My 1976 911S is not a concourse car. Nothing makes that more evident than when I wash it. Every scratch, dent and imperfection is like a beacon, especially when I spot one I haven't seen before. And there's a twinge of guilt that accompanies it. What could I or should I have done to prevent it?

I acquired my Porsche, whom I lovingly nicknamed Smokey, when he was more than 30 years old. Who's to say how many people owned him and what stories he could tell from the '70s,'80s and '90s?

By the time he came my way, Smokey already had several bumps and bruises. Yet I still cringe when I spot a new blemish that wasn't there the last time I wiped a sponge across the somewhat-glossy black paint.

Thank God for the black Fuch wheels. They hide the dirt and brake dust pretty well. Yet they're also scraped and scratched in spots (not my fault, I swear). But, somehow, they fit the car's demeanor.

Smokey isn't perfect, and he has the scars to prove it. Plus, I think the 911S would look a little strange if his wheels were in excellent condition while his body needed some work.

It may be hard to believe, but Smokey's paint job is holding up better than the one on my brand-new daily driver (which is also black). That car already has a few dents and scratches. The steel is lighter and bends with much less impact. Smokey is made of a stiffer constitution. He is more apt to survive unscathed when a driver in an adjacent parking spot accidentally hits the passenger door with his own.

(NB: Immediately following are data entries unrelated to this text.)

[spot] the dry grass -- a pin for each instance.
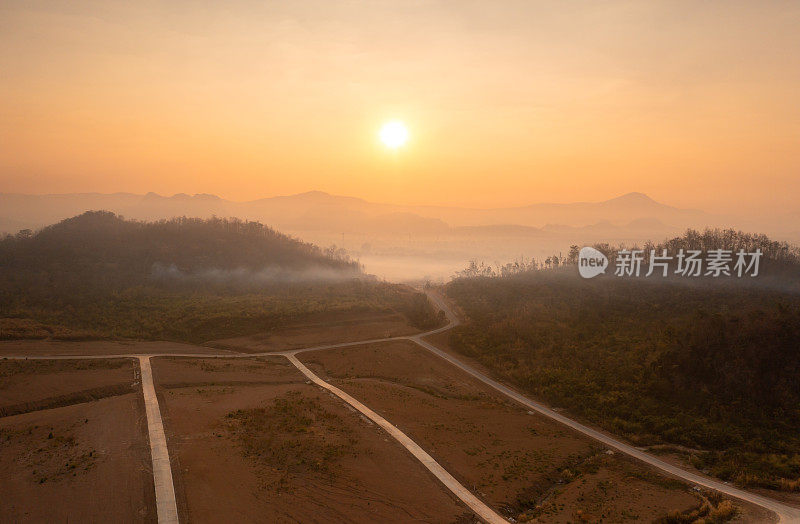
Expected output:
(293, 436)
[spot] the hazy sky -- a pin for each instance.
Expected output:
(696, 103)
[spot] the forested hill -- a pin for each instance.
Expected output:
(99, 249)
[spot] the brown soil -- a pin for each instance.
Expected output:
(28, 385)
(81, 463)
(746, 512)
(285, 451)
(96, 347)
(523, 464)
(323, 329)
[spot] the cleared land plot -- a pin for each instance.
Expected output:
(31, 385)
(252, 442)
(87, 462)
(523, 464)
(330, 328)
(96, 347)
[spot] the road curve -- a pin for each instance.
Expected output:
(163, 475)
(474, 503)
(166, 507)
(785, 513)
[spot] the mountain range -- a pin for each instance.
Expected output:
(319, 211)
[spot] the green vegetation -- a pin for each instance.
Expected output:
(98, 276)
(709, 368)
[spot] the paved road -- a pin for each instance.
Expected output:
(785, 513)
(466, 496)
(166, 506)
(162, 474)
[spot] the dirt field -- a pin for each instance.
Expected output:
(87, 462)
(252, 442)
(521, 463)
(30, 385)
(95, 347)
(320, 330)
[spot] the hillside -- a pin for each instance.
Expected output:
(100, 276)
(101, 250)
(706, 369)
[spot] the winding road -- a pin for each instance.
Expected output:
(162, 472)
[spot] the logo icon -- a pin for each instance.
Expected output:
(591, 262)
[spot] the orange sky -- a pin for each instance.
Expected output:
(508, 102)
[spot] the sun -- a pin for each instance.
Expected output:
(394, 134)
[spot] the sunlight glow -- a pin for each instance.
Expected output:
(394, 134)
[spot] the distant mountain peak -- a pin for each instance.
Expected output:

Still, nearly every time I take out the 911S, somebody asks, "How old is your Porsche?" or compliments, "Nice car." They don't notice the paint chipping off in a tiny spot on the hood or the slightly-uneven paint job.

To them, a Porsche doesn't need to be perfect to be beautiful. I agree 100 percent. Smokey certainly has his flaws, but don't we all?

We go through life carrying many expectations on our shoulders. Often, that involves looking a certain way. We're either too fat or too thin. Too short or too tall. We're often striving to be something we'll never achieve to fit an ideal few people obtain. There comes a time when we must accept who we are and what we've become.

There may be a time when I can take Smokey to a body shop and make him all shiny again. It's on my list, along with a few other things he needs to run a bit more efficiently. But until then, I'm OK with the way he looks. In fact, I love him just the way he is.